Alessandra Hernandez dances the Salsa during diversity activities at Notre Dame Academy.
Allan Detrich Enlarge
A recent assembly at Notre Dame Academy was meant to enlighten the students about Hispanic culture, but it was also an element of an ongoing message the school hopes to send about diversity and respect.
“One of the things I'm pleased with,” Sister Sally Marie Bohnett said, “is that the idea arose from the students.”
The school has a diversity specialist, a diversity task force, and clubs that are meant to involve students in different cultures.

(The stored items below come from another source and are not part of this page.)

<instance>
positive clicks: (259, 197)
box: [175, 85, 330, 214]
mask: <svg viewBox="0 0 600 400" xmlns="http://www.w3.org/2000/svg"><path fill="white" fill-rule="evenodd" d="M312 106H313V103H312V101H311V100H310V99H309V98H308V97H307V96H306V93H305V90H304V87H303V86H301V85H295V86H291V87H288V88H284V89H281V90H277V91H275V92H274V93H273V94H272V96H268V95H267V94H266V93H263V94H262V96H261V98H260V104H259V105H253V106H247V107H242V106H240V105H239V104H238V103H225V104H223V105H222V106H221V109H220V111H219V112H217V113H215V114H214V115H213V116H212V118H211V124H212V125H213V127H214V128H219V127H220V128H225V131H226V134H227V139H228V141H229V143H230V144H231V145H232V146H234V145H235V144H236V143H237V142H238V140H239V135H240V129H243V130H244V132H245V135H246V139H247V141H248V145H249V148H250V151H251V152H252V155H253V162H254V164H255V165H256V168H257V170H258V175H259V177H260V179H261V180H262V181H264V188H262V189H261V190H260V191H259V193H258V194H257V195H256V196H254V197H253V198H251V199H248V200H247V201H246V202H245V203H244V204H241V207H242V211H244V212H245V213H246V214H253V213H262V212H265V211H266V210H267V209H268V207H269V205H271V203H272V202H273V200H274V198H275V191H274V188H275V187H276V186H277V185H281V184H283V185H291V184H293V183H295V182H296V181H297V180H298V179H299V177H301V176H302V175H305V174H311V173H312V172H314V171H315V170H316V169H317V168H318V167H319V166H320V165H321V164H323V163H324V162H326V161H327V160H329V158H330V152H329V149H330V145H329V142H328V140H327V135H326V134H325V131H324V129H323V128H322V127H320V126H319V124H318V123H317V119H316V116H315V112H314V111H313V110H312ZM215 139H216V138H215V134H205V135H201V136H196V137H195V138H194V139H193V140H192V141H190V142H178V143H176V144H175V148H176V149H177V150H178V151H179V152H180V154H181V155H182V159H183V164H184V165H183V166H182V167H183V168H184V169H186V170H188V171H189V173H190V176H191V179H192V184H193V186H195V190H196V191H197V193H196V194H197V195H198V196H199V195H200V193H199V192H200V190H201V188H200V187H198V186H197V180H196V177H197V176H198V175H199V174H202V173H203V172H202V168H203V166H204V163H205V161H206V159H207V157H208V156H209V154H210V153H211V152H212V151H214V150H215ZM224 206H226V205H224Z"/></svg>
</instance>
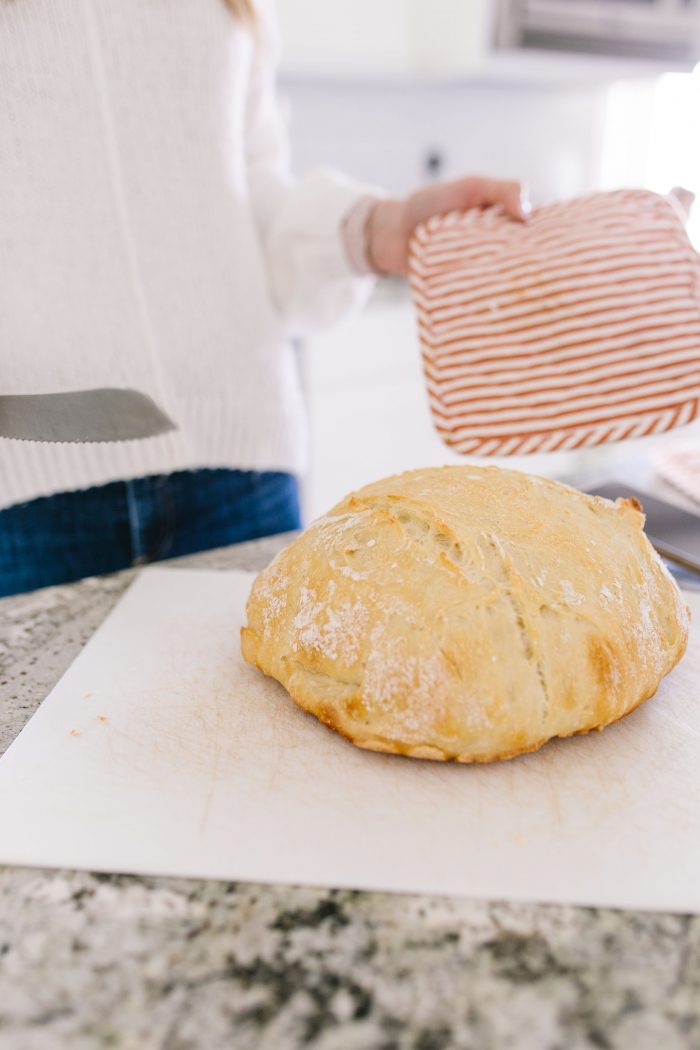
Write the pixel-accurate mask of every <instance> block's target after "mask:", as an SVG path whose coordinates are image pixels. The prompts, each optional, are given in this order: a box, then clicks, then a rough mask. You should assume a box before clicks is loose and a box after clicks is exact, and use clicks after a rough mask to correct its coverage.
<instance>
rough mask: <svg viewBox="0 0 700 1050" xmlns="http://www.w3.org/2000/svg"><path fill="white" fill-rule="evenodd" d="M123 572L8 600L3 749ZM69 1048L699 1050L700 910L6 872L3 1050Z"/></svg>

Sister Sally said the task force and other initiatives aren't intended to recruit minorities to the school, they are meant to help retain those students. They also let girls about to enter high school know that the academy is a welcoming place for everyone.
The task force, she said, “is a program that over the last couple of years has been a sounding board for awareness within the school.”
Karen Jankowski, moderator of the African-American Club, said that as an example to getting the message across, the school has a “think before you speak” week meant to keep students aware of how words they use might be hurtful.
“Sometimes words can be offensive to some of us, even though they weren't meant to be,” she said. “It's those kinds of things we want our students to think about, not just in school, but all the time.”
If there is a problem it usually is referred to the diversity task force, made up of faculty, staff, and students.
Sister Sally said there have been instances in which there have been misunderstandings and they have been successfully dealt with through the task force.
She said the school prints a calendar each year that highlights important dates for Christians as well as days of significance for other religions and ethnic groups.
This year's Hispanic assembly stressed differing cultures among groups generally identified as Hispanic, according to Anna Gasiorski, a Spanish teacher who helped students put the assembly together.
She said that last year's assembly stressed Mexican traditions, “but there are many other Spanish-speaking countries and the students wanted all of them included this year,” she said.
In addition to Notre Dame students, the assembly included students from St. John Jesuit High School and St. Ursula Academy.
St. Ursula, West Toledo's other Catholic all-girl school, also sponsors events meant to show “our appreciation of cultural diversity, “ according to principal Jane McGee.
She said St. Ursula has special events meant to stress aspects of diverse ethnic and religious backgrounds. Like Notre Dame, Ms. McGee said it is hoped that the message of inclusion will be spread by students.
Notre Dame has about 15 percent minority students and St. Ursula has about 10 percent, officials of each school said.
Sister Carol Gregory, principal and president of Notre Dame, said that inclusion is part of Catholic teaching, and that it is important for people to try to understand those from different backgrounds.
“We'd better learn too,” she said, gesturing toward two candles burning in the entryway of the school.
One is dedicated to the people of Israel and the other to Palestinians.